"Hale has crafted an insightful, action-packed adventure brimming with creativity, fusing elements of the seminal big-screen sci-fi Blade Runner with Neuromancer-era William Gibson, to impressive effect.
Mining a rich seam of well-established dystopian concerns, Runners touches on the social inequalities inherent in a technologically enhanced, hierarchical society. High-level Metro citizens are swamped in wealth, while lower-level residents remain an exploited underclass legally obliged to endure endless digital propaganda and advertising under the eye of corporate law enforcement.

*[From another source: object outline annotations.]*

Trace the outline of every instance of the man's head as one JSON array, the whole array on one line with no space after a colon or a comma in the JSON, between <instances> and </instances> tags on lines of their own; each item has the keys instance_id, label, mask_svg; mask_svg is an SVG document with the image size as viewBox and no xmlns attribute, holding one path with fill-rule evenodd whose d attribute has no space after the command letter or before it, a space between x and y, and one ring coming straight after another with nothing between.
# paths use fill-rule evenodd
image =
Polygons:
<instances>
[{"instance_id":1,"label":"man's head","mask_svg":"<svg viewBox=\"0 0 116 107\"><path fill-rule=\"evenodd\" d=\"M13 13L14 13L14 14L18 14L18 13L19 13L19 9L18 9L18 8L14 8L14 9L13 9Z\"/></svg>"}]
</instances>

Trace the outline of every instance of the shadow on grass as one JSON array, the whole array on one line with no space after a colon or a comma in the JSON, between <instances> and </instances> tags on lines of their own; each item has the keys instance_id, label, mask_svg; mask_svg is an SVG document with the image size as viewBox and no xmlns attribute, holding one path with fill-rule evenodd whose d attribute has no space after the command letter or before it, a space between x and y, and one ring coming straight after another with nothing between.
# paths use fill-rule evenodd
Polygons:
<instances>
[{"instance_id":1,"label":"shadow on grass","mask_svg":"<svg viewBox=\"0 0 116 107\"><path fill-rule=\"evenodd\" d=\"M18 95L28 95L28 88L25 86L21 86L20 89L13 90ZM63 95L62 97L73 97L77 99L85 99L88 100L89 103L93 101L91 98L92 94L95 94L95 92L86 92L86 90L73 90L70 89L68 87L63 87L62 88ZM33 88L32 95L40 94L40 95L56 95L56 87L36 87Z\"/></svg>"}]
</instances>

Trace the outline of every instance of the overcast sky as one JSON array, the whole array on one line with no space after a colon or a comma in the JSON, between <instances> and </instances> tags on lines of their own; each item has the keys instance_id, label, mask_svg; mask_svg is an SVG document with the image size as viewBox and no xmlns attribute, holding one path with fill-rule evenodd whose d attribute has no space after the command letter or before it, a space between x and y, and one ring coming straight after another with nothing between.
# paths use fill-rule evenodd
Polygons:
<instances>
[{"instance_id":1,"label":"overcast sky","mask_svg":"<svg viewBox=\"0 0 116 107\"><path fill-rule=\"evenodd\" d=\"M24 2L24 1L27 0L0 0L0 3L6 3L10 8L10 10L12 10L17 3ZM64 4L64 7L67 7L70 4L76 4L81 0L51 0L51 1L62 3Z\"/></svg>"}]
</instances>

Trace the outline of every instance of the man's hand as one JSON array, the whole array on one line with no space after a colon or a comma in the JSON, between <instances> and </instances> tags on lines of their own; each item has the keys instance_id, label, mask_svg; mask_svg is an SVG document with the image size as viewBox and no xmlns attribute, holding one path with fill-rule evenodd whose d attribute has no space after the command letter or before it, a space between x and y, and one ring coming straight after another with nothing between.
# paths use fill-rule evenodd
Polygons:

In less confident hands, the socio-political commentary underpinning Runners might have overwhelmed the narrative. Hale, however, ensures that it compliments and enriches the story without disrupting its pace.
Runners benefits from strong characterization. Bantering dialogue and inspired world-building are equally commendable. If there's a weakness, it's that the story ends abruptly, leaving several frustratingly unresolved plot threads. This is a minor quibble, however, since a sequel is indicated at the conclusion.
Overall, Runners is an impressive series debut that science fiction and cyber-punk fans will enjoy immensely, especially admirers of Gibson and Philip K. Dick. " BlueInk Review
Like all good dystopian fiction, RUNNERS concerns itself with morality, or more particularly, the problem of being moral in circumstances that militate against moral behavior. Author Justin Hale weaves Black Mirror-esque dramatic beats, Orwellian social dynamics, and military SF into a heady mixture that keeps the reader guessing. The story concerns a group of detectives tasked with solving the mystery of "doom dust", made of nanobots who have broken away from human control and are apparently acquiring the skill to create functional humanoid creatures out of themselves. In a world dominated by nanotechnology, society is organized along the lines of a late capitalist society, only more so. Cities have the characteristics of arcologies without the environmentally friendly bits, and social capital reigns supreme. It reminds one of nothing so much as David Mitchell's Nea So Copros-the hyper-consumerist dystopia featured in Cloud Atlas-where consumers are assailed with digital ads, digital objects can be given corporeal form and "the people vote, as always, with their wallets". The world's inhabitants, meanwhile, are permanently wired, ready for nicotine hits or sexual gratification through digital means. Children are feral monsters of the sort that taunt Winston Smith in 1984-devious, disrespectful, and spies in waiting in all but name-and, as in 1984, the processes of torture, which is carried out on a special facility located on the Moon, are complete, infallible, and exquisite in the worst possible sense.
Strip away RUNNERS' cyberpunky sensibilities, the tech talk, the emojis, and the ghost tropes and what reader's are left with is a species of hard-boiled detective fiction story. The mechanics, on the other hand, put one in mind of first-person shoot-em-ups: characters "compress" and "decompress" items they are holding at will, retrieving them from an inventory. This kaleidoscope of disparate styles and influences is RUNNERS' strength. It ensures the action, whether it be slick, gory, or slow-burning, never disappoints; and if the intricacies of the technology do require exposition to be laid on a bit heavy at times, it enables the realization of a world that is as filled with a smoky, noirish atmosphere as it is brimming with menace.
A pungent melange of hard-boiled detective fiction and digital dystopia, Justin Hale's RUNNERS provides thrills, spills, and more than a few gut-wrenching revelations.